13 h 30

Ce mardi, me voilà en route pour Charleville-Mézières, pas très loin de Reims, où j’habite. Objet de cette pérégrination : vous racontez l’étape africaine du génial auteur, Arthur Rimbaud (photo 1). Il fait chaud, excessivement chaud comme en Afrique. Après plus d’une heure et demie de route, jonchées de quelques bouchons, je mets, enfin, le pied sur un royaume : celui de la poésie, celui de Rimbaud. Alain Tourneux (photo 2), conservateur en chef des musées, m’attend au 31 Place Ducale. A l’accueil, je me présente. Un sourire féminin, aimable me conduit vers le bureau de M. Tourneux. Lequel gentiment me reçoit. Je lui parle d’Africanus, mon blog, de la charpente de notre entretien… Il acquiesce tout. Il me dit sa totale disponibilité. Je suis ravi. Première question : quelles ont été les principales motivations du voyage d’Arthur Rimbaud en Afrique ? « Arthur Rimbaud a vécu son adolescence pleinement dans son aventure poétique : ce sont six années (1870-1876), après 250 pages, correspondant à l’œuvre poétique.
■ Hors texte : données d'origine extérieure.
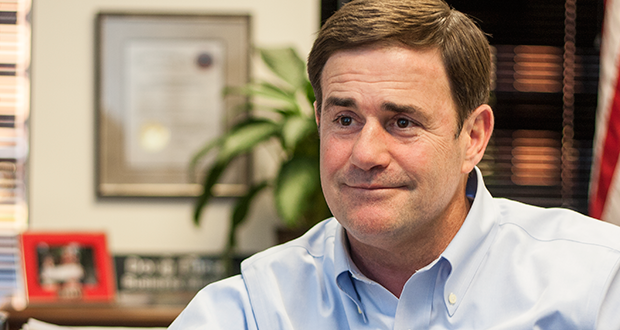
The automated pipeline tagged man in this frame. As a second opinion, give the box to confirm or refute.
[170,0,620,330]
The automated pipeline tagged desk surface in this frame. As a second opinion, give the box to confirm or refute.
[9,304,184,330]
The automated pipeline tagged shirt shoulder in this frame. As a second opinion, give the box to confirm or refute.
[168,275,258,330]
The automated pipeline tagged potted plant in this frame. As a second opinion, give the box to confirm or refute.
[190,48,331,272]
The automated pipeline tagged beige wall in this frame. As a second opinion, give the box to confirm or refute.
[29,0,319,253]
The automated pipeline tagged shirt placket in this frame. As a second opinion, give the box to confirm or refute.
[394,264,440,330]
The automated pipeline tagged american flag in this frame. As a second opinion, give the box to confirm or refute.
[590,0,620,225]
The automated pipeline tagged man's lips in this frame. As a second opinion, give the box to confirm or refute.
[344,183,405,190]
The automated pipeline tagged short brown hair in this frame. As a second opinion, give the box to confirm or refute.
[308,0,491,132]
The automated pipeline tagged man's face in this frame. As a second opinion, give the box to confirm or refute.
[317,46,471,248]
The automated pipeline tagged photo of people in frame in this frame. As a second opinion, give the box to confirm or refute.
[37,242,98,300]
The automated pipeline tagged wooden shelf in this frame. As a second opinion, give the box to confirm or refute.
[8,304,185,330]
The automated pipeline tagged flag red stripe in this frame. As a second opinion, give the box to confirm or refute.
[590,68,620,219]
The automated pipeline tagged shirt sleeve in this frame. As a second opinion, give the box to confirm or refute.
[596,260,620,330]
[168,275,258,330]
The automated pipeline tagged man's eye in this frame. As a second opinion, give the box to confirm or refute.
[396,118,411,128]
[338,116,353,126]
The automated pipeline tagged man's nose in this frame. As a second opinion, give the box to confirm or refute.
[351,120,390,171]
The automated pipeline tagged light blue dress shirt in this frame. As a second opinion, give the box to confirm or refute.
[169,169,620,330]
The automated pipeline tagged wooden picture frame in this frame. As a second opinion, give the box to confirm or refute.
[21,232,116,303]
[95,13,250,197]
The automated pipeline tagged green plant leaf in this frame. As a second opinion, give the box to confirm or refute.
[260,47,307,90]
[282,116,316,152]
[275,158,320,227]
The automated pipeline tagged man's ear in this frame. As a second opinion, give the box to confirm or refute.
[461,104,495,173]
[314,101,321,127]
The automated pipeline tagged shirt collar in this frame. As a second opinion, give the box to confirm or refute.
[442,167,499,315]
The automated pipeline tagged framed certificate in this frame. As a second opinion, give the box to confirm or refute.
[96,13,250,197]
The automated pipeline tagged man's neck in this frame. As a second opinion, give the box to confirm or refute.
[347,195,470,297]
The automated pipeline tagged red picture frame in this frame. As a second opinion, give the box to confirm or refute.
[21,232,116,302]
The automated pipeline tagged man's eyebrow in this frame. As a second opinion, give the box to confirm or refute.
[325,96,357,108]
[382,102,421,114]
[381,102,429,123]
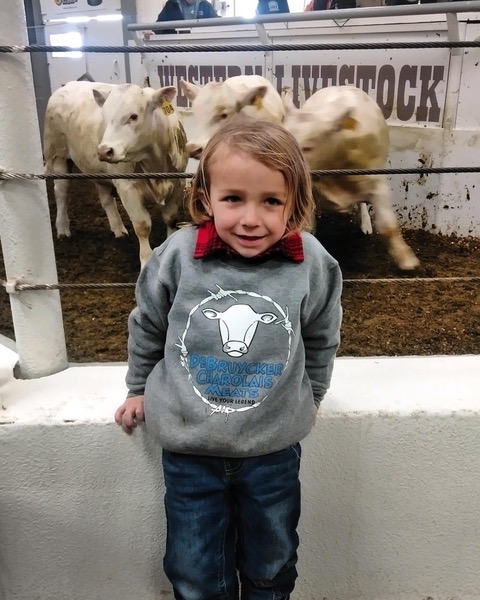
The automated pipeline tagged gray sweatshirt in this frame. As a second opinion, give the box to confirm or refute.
[126,227,342,457]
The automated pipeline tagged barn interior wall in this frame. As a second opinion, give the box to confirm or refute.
[24,0,51,139]
[0,347,480,600]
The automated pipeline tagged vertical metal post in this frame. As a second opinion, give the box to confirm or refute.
[0,0,68,379]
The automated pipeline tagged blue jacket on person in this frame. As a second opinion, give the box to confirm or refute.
[257,0,290,15]
[154,0,218,33]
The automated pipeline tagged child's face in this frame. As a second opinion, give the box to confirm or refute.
[204,145,291,258]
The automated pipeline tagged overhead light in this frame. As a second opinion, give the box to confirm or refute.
[93,15,123,21]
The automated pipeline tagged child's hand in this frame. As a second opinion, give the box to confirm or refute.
[115,396,145,434]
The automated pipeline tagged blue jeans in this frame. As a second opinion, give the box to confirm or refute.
[163,444,301,600]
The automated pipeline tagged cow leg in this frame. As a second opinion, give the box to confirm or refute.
[358,202,373,235]
[115,179,152,269]
[160,181,185,236]
[48,157,71,238]
[368,175,420,271]
[95,183,128,237]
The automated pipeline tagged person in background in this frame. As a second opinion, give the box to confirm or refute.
[256,0,290,15]
[305,0,357,12]
[115,119,342,600]
[153,0,219,33]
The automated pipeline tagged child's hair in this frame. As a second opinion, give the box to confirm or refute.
[188,118,315,233]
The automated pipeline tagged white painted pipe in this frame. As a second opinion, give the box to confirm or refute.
[0,0,67,379]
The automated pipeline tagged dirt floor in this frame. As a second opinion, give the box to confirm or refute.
[0,181,480,362]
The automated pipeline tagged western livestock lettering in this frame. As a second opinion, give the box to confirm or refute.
[157,64,446,124]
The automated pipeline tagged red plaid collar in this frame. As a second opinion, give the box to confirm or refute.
[193,221,304,262]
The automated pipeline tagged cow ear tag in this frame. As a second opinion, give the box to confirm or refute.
[161,100,175,117]
[253,96,263,110]
[342,117,357,131]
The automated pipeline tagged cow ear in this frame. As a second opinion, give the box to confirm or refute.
[179,79,201,102]
[282,89,299,115]
[237,85,267,111]
[92,88,110,108]
[157,85,177,102]
[149,85,177,110]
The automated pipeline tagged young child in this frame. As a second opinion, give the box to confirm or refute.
[115,121,341,600]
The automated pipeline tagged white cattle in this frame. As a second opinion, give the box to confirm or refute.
[284,86,420,270]
[202,304,277,358]
[44,81,188,266]
[180,75,285,158]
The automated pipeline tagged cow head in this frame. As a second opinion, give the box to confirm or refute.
[283,93,358,169]
[202,304,277,358]
[93,84,176,163]
[179,79,268,159]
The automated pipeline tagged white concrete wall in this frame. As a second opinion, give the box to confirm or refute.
[0,348,480,600]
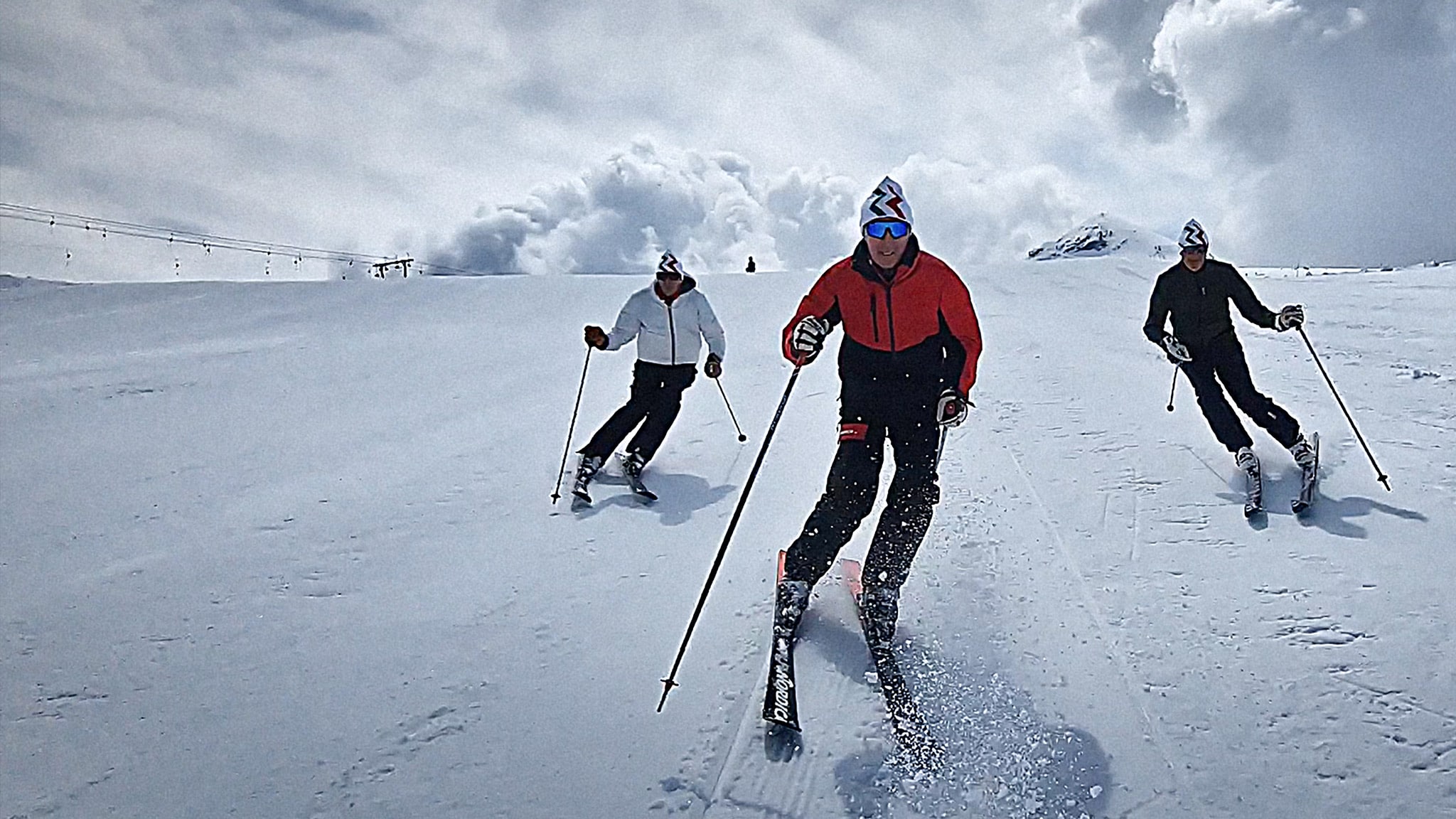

Il a voulu changer de vie et vivre tout aussi intensément ce qu’il avait déjà pressenti par exemple au travers d’Une saison en enfer. Le soleil, le climat, il voulait aller se confronter à l’Afrique. Cette autre vie, il l’a rencontrée en Afrique avec des approches successives en essayant de se diriger vers le Sud. Le continent africain, pour lui, ce sont les côtes de la Mer Rouge, Addis-Abeba… Aller en Afrique, c’était aller à la recherche de ses propres limites. C’était une façon de tourner la page. Pendant dix ans en Afrique, il se fait envoyer par sa mère des ouvrages spécialisés touchant à la science mais aussi à toutes les techniques de l’époque. En Afrique, il a envie de faire profiter à ses amis ses connaissances techniques. Là-bas, il n’est pas là pour écrire des poèmes. Il avait voulu être un Autre ; il s’est consumé en s’adaptant à un univers hostile. » Deuxième question : qu’est-ce que l’Afrique lui a apporté ? « Elle lui a donné cette possibilité de s’ouvrir à un autre ailleurs. A Charleville, on a dit : « Arthur Rimbaud, le poète, il est devenu aussi Arthur Rimbaud, l’Africain. » Au point que quand il avait senti que l’aventure terrestre allait se terminer, il avait souhaité de toutes ses forces retourner en Afrique. » Mon échange avec M. Tourneux s’achève. Je suis séduit par son érudition généreuse. Il m’accompagne. Et je lui exprime ma gratitude.


Vers 16 h 45


Je traverse la Place Ducale qui est ensoleillée, resplendissante, majestueuse. Le plan de cette aire rectangulaire, aux murs jaunâtres, me fait penser à la Place des Vosges, à Paris. Il y a des touristes… J’entends tantôt de l’allemand, tantôt du hollandais. Sur les bancs publics, quelques amoureux s’embrassent… Me voici au musée Rimbaud. Ici, l’accueil est tout aussi chaleureux. Je fais le tour des salles dédiées à l’enfant du pays. Là, je vois ses photos signées Cajart, ses manuscrits, sa malle, ses couverts… Là, je m’arrête pour admirer ses talents de reporter en Afrique : car il y avait fait de superbes portraits sur les Dankalis de la région d’Obock. Et immortalisé la vue de Massouah sur la Mer Rouge, les fortifications d’Aden…


Vers 17 h 45


Je suis dans la maison familiale de Rimbaud. C’est un cadre sobre, méditatif, reposant. Il y a quelques expositions. Collégien, Rimbaud y avait vécu… Je n’y reste pas longtemps, mais content, tout de même, d’avoir foulé un espace intime qui fut celui de Rimbaud, l’Africain.


Vers 18 h 30


Direction : le cimetière où repose Rimbaud. Cette dernière étape de mon immersion, je la fais avec une amie, Juliette, libraire dans cette ville. Chemin faisant, on parle de Rimbaud, bien sûr. « Rimbaud est aujourd’hui célébré par sa ville, et pourtant il ne l’aimait pas tant », me dit-elle. Après un kilomètre de marche, nous voilà devant la sépulture familiale Rimbaud. Le nom du poète « aux semelles de vent » pour parler comme Verlaine y figure, bien sûr. Je pense à Arthur décédé à l’âge de 37 ans, à son dessein si cher d’être enterré en Ethiopie, en terre africaine.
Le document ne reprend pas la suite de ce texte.